The result is a system that can recognise human gestures more accurately and efficiently than existing methods.
Lead author of the study, Professor Chen Xiaodong, from the School of Materials Science and Engineering at NTU, said, “Our data fusion architecture has its own unique bioinspired features which include a man-made system resembling the somatosensory-visual fusion hierarchy in the brain. We believe such features make our architecture unique to existing approaches.”
“Compared to rigid wearable sensors that do not form an intimate enough contact with the user for accurate data collection, our innovation uses stretchable strain sensors that comfortably attaches onto the human skin. This allows for high-quality signal acquisition, which is vital to high-precision recognition tasks,” added Prof Chen, who is also Director of the Innovative Centre for Flexible Devices (iFLEX) at NTU.
The team comprising scientists from NTU Singapore and the University of Technology Sydney (UTS) published their findings in the scientific journal Nature Electronics in June.
To capture reliable sensory data from hand gestures, the research team fabricated a transparent, stretchable strain sensor that adheres to the skin but cannot be seen in camera images.
As a proof of concept, the team tested their AI system using a robot controlled through hand gestures and guided it through a maze.
Results showed that hand gesture recognition powered by the bio-inspired AI system was able to guide the robot through the maze with zero errors, compared to six recognition errors made by a visual-based recognition system.
High accuracy was also maintained when the new AI system was tested under poor conditions including noise and unfavourable lighting. The AI system worked effectively in the dark, achieving a recognition accuracy of over 96.7 per cent.
Commenting Dr Wang Ming from the School of Materials Science & Engineering at NTU Singapore, said, “The secret behind the high accuracy in our architecture lies in the fact that the visual and somatosensory information can interact and complement each other at an early stage before carrying out complex interpretation. As a result, the system can rationally collect coherent information with less redundant data and less perceptual ambiguity, resulting in better accuracy”.
Professor Markus Antonietti, Director of Max Planck Institute of Colloids and Interfaces in Germany said, “The findings from this paper bring us another step forward to a smarter and more machine-supported world. Much like the invention of the smartphone which has revolutionised society, this work gives us hope that we could one day physically control all of our surrounding world with great reliability and precision through a gesture.”
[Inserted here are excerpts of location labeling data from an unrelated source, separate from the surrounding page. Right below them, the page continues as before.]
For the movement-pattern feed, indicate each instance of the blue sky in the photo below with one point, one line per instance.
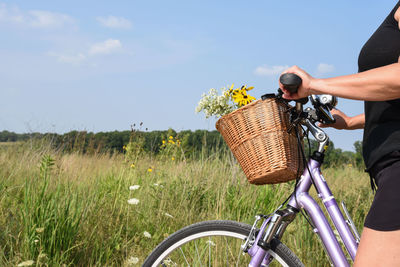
(104, 65)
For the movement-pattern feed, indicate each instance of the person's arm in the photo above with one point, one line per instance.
(377, 84)
(344, 122)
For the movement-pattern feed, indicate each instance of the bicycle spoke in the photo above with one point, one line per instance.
(183, 254)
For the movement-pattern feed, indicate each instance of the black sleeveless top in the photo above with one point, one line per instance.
(382, 118)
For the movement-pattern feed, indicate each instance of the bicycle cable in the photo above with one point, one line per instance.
(301, 155)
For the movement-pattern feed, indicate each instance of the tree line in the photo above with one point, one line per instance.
(193, 143)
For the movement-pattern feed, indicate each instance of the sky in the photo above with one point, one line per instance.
(105, 65)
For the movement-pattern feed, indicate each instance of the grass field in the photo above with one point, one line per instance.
(99, 210)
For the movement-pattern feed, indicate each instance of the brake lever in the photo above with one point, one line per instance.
(327, 113)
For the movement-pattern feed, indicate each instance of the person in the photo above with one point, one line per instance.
(378, 84)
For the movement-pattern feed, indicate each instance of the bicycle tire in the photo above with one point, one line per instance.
(161, 255)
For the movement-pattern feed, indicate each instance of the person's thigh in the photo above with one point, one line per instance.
(378, 248)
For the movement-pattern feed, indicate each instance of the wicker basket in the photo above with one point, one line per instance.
(257, 135)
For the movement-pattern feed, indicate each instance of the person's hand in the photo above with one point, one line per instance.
(304, 89)
(342, 121)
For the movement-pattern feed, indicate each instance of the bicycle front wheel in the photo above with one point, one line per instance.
(213, 243)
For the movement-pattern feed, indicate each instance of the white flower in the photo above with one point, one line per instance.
(133, 260)
(168, 215)
(147, 234)
(26, 263)
(133, 201)
(134, 187)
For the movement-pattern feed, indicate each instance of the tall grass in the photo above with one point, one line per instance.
(72, 209)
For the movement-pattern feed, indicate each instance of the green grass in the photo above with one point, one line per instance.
(72, 210)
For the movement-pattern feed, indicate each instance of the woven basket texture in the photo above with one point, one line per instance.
(257, 135)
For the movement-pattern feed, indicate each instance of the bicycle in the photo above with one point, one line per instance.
(242, 244)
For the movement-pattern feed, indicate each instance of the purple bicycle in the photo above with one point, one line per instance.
(230, 243)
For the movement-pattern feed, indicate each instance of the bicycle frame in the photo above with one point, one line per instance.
(276, 224)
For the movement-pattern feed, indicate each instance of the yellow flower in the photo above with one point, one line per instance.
(241, 97)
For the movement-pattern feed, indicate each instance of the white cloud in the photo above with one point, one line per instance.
(34, 18)
(72, 59)
(46, 19)
(270, 71)
(107, 47)
(114, 22)
(325, 68)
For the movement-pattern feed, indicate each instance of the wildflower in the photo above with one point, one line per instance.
(26, 263)
(133, 201)
(211, 243)
(241, 97)
(133, 260)
(134, 187)
(168, 215)
(147, 234)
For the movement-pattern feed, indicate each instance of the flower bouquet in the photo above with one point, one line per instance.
(256, 131)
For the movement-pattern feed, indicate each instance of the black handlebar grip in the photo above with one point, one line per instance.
(291, 82)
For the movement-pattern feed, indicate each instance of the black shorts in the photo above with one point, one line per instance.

“There are simply endless applications for such technology in the marketplace to support this future. For example, from a remote robot control over smart workplaces to exoskeletons for the elderly.”
The NTU research team is now looking to build a VR and AR system based on the AI system developed, for use in areas where high-precision recognition and control are desired, such as entertainment technologies and rehabilitation in the home.